Additionally, those looking into moving a loved one into a nursing home also can conduct an in-person evaluation of the facility. The same can be done when a family member visits a loved one in a facility and can make observations while there. While staff will ultimately seek to put on a great performance, there are sometimes more subtle observations that people can make as they tour the facility and as they question staffers and administrators.

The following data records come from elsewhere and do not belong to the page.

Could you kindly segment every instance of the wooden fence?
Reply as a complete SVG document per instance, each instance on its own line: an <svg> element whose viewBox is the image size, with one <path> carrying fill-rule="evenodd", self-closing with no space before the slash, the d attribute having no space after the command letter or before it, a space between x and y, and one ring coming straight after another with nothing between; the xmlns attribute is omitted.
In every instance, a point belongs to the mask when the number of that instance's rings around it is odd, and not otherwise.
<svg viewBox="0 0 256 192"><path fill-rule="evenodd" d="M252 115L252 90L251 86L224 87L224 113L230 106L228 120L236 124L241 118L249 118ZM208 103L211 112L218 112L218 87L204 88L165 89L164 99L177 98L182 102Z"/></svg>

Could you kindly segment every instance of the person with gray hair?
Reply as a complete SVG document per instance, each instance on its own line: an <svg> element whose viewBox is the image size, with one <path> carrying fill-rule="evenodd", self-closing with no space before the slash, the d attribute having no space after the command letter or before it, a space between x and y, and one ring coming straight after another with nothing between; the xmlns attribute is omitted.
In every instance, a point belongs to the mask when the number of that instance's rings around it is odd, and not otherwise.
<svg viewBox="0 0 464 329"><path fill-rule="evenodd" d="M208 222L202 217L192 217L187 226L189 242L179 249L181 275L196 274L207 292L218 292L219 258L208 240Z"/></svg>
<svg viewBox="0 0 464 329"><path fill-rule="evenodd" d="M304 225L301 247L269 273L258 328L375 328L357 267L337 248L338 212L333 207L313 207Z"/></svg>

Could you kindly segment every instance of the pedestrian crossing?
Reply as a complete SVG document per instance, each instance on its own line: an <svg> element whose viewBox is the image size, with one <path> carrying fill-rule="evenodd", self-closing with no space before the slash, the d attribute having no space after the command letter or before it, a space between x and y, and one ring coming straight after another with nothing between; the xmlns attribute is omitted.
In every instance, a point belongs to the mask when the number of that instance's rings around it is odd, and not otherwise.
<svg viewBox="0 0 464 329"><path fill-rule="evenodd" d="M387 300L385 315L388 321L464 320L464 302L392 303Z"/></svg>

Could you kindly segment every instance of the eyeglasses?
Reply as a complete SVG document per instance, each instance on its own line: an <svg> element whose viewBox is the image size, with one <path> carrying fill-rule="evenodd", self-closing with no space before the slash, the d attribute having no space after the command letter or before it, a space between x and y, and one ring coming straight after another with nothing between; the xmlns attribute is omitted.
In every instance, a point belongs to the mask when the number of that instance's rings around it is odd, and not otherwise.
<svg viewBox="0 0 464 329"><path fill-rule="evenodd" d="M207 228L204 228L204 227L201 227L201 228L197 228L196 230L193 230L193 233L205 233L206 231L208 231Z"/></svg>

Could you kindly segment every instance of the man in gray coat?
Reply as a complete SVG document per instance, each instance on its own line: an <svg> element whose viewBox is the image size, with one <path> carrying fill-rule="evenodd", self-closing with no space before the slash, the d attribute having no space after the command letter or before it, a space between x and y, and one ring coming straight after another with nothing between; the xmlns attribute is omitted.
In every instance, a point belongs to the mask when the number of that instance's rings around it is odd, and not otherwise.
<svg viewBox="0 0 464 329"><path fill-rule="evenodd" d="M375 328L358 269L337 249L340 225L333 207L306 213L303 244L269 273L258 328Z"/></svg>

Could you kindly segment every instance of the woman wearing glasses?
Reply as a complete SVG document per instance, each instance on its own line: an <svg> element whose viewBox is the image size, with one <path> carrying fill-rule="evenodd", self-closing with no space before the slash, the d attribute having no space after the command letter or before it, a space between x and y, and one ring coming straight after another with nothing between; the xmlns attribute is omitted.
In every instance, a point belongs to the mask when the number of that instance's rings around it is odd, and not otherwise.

For those with a relative already in the facility, they can observe the emotional and physical status of their loved one. If that person is possibly sad or withdrawn, it could be an indication of abuse. Unexplained cuts or bruises could also be indicative of negligence or abuse as well. It is important to inquire with residents or loved ones about their meal schedule and what they eat and drink to determine if their nutrition level is adequate. Reading the staff members will also generate observations. Staffers may not fully answer questions or may try to avoid answering them. Of course, a resident there may also more explicitly indicate that problems exist by demanding that a certain nurse or staffer not be near them. It also is important to observe how many staffers are around at one time and if it appears that they tend to the residents consistently, and that someone is always around when needed.
By reading both staff and residents, possibly including a loved one, subtle hints and signs could emerge that the facility is not adequate or is not the right place for one’s relative. Public agency records are also an important part of this process, as is the natural instincts of someone who visits the facility.